Quantitative Analysis

No observational data and few specimen data. In summer, buntings in patches of black raspberries, nettles and goldenrod are difficult to observe; these areas are often full of small insects and serve as bunting nest sites (RBP). In an orchard with a cankerworm outbreak, all but one of 18 buntings fed on these insects, and canker worms made up 78% of the diet of the buntings (Forbes 1882, 1883, McAtee 1926). Forbes (1882: 204) noted, "...however well-marked the distinctive preferences of the various species may be, they are not inflexible, but but yield to the temptation of an unusual and easily-obtainable supply of some one kind of food."

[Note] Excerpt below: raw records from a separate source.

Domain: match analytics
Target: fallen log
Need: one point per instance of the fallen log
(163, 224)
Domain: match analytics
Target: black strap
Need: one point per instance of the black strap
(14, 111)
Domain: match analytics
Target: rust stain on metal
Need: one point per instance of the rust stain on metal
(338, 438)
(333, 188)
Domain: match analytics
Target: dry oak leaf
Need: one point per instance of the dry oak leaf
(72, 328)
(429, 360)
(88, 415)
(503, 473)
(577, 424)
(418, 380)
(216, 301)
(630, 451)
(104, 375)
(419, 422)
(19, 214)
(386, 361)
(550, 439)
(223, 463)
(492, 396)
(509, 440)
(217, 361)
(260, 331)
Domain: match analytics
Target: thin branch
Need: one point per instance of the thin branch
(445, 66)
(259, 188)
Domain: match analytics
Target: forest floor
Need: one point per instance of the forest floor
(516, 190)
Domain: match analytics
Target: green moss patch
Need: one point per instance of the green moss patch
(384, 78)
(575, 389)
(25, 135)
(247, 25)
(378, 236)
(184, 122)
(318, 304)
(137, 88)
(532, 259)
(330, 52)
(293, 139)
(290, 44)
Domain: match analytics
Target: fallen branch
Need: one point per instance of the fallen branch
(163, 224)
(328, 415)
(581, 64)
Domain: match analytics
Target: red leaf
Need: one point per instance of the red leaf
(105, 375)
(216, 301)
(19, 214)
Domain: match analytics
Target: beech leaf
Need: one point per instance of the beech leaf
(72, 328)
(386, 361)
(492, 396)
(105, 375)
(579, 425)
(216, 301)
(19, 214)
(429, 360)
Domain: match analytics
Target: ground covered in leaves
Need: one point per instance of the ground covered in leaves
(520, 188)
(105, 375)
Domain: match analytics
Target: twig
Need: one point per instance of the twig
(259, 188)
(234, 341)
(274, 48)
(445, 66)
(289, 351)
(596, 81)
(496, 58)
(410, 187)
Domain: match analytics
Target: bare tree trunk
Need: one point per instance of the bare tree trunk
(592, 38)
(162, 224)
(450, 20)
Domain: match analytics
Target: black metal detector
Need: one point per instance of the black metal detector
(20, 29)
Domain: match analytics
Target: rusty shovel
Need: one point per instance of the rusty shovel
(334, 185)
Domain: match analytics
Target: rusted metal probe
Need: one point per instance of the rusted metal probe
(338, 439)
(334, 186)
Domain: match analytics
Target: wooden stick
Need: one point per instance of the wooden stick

None of the 254 labeled skin and skeletal specimans from Michigan in UMMZ have notes on contents of crop or stomach. Only four of 883 specimans in FMNH had labels with stomach contents; these four, taken in winter in Florida and Central America, had seeds. From field impression; opportunistic and non-specific feeding on small seeds, insects and berries as available.

Nutrition And Energetics

No studies available on nutritional requirements. Nestlings have been reared with success on high-protein, high-calcium and other minerals diet developed for other songbirds (Lanyon 1979, Payne 1981, Yuri 2002). Captive buntings maintained in good condition for long periods (a year) on a diet of mainly grass seeds (millet) supplemented with live insects, vitamins, minerals (baked eggshells), fresh green vegetables, and fresh water (Payne 1981, RBP).

Metabolism And Temperature Regulation

No data.

Drinking, Pellet-Casting, And Defecation

Drink infrequently and may obtain adequate water from insect and berry foods. Defecate several times per hour during the course of other activities.